From bad to worse: now encampments are on the water

I was enjoying my walk yesterday when I came across this delightful scene:

We’re used to seeing messes like this on our streets and in our parks, but on a boat dock? And on boats? Right on our beautiful Estuary and Bay Trail?

We’re entitled to ask the City of Oakland, in all seriousness, how their so-called Encampment Management Policy is supposed to deal with stuff like this. The EMP, you might remember, was passed unanimously last October by the Oakland City Council. It was greeted with a great sigh of relief by most Oaklanders. At last, the powers-that-be who run this town were doing something about the blight of encampments!

EMP mandated a lot of good things. It prohibited camps from being close to schools, parks, playgrounds, bodies of water [such as the estuary and Lake Merritt], and retail businesses. It also banned cooking and heating equipment (which start fires), and offered homeless people the opportunity to live in shelters. The EMP was set to take effect starting Jan. 1, 2021.

But something weird happened on the way to implementation. The pro-encampment crowd went nuts. They complained that the EMP was unfair to homeless people. When a team of Oakland police officers and other officials tried to clear out the notoriously dirty, dilapidated Wood Street encampment, “Protesters quickly organized and gathered around the encampment at 20th and Wood Street and defended the encampment until police and city officials left the scene.”

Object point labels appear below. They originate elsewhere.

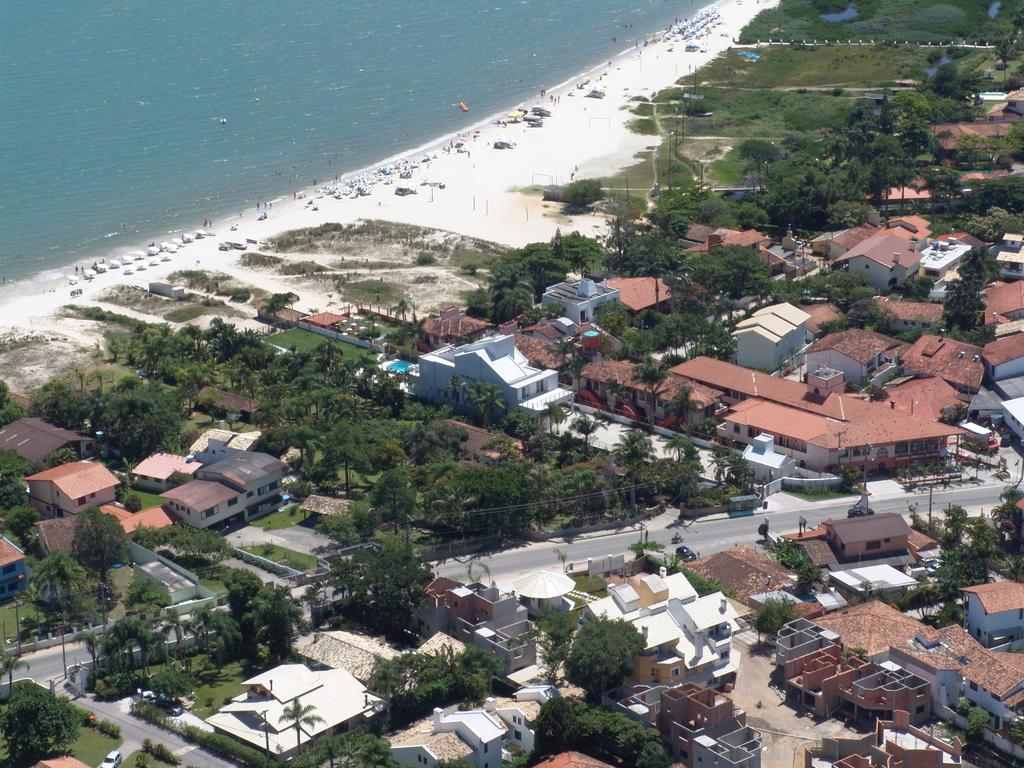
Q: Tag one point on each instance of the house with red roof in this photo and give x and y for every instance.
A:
(68, 488)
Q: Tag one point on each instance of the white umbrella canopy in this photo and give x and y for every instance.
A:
(544, 585)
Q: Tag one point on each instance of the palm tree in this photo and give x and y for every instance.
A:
(634, 451)
(487, 399)
(299, 715)
(649, 375)
(586, 427)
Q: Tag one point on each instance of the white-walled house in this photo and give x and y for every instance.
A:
(472, 735)
(770, 336)
(995, 612)
(448, 375)
(580, 300)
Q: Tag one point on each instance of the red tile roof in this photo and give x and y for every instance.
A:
(883, 248)
(955, 361)
(9, 553)
(162, 466)
(742, 570)
(860, 346)
(77, 479)
(911, 311)
(454, 326)
(854, 237)
(152, 517)
(928, 397)
(1001, 300)
(1004, 349)
(638, 293)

A handful of lawyers with ties to pro-homeless groups accused the city of trying to get away with “unconstitutional seizures of property and denial of due process rights to those living unsheltered in Oakland,” as if anyone has the right to trash our city.

A group called The United Front Against Displacement called EMP “just a continuation of the City of Oakland’s policy to criminalize and displace the poor working class residents [and] a clear indicator that the local government…does not represent the interests of working people,” as if the people in the Wood Street huts actually have jobs.

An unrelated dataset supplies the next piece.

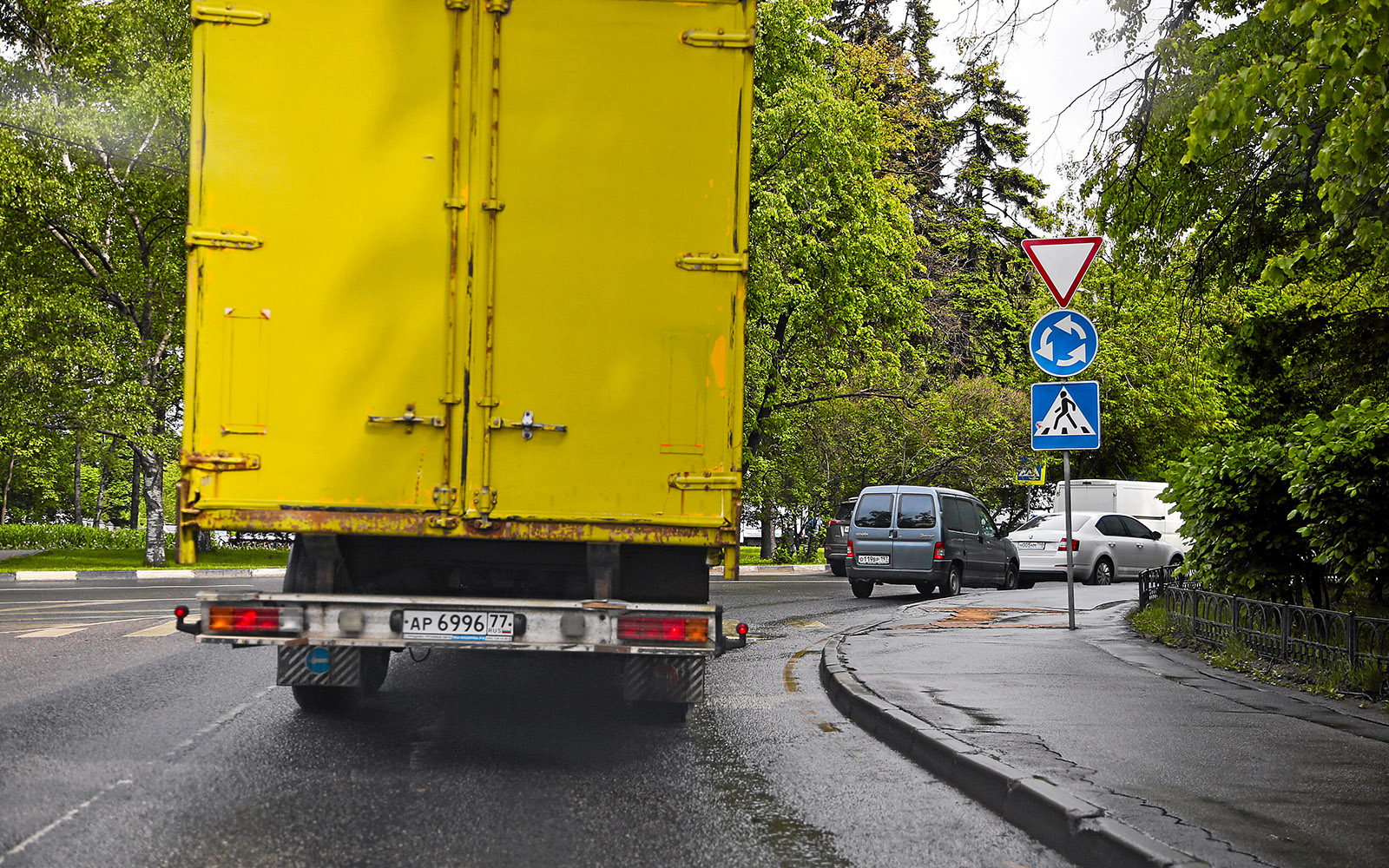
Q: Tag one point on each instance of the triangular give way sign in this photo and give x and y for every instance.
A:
(1062, 261)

You might expect a government, with all its apparatus of enforcement, having made a unanimous decision to do something that was in the interests of its citizens, would follow through on that decision and actually implement it. But not Oakland! An intimidated City Council panicked, and retreated. The Encampment Management Policy was shelved, with no explanation to the public, or to the media—who, by the way, didn’t even ask, bless their incurious souls.

And now, here we are. If you live in Oakland anywhere below Skyline Boulevard, you know that encampments are metastasizing rapidly, even, now, onto the water. The city has no plans, zero, zilch, nada, to do anything about them, except to offer feel-good, token programs like Project Homekey and Tiny Houses, all of which, by the way, have serious problems that have not been analyzed or addressed. These won’t come close to housing all of Oakland’s 4,000-plus homeless people. The fact is, Oakland has no strategy for dealing with encampments. Encampments are going to be a permanent and growing part of our shared landscape, and the City Council is basically telling us, if you don’t like it, you can move someplace else.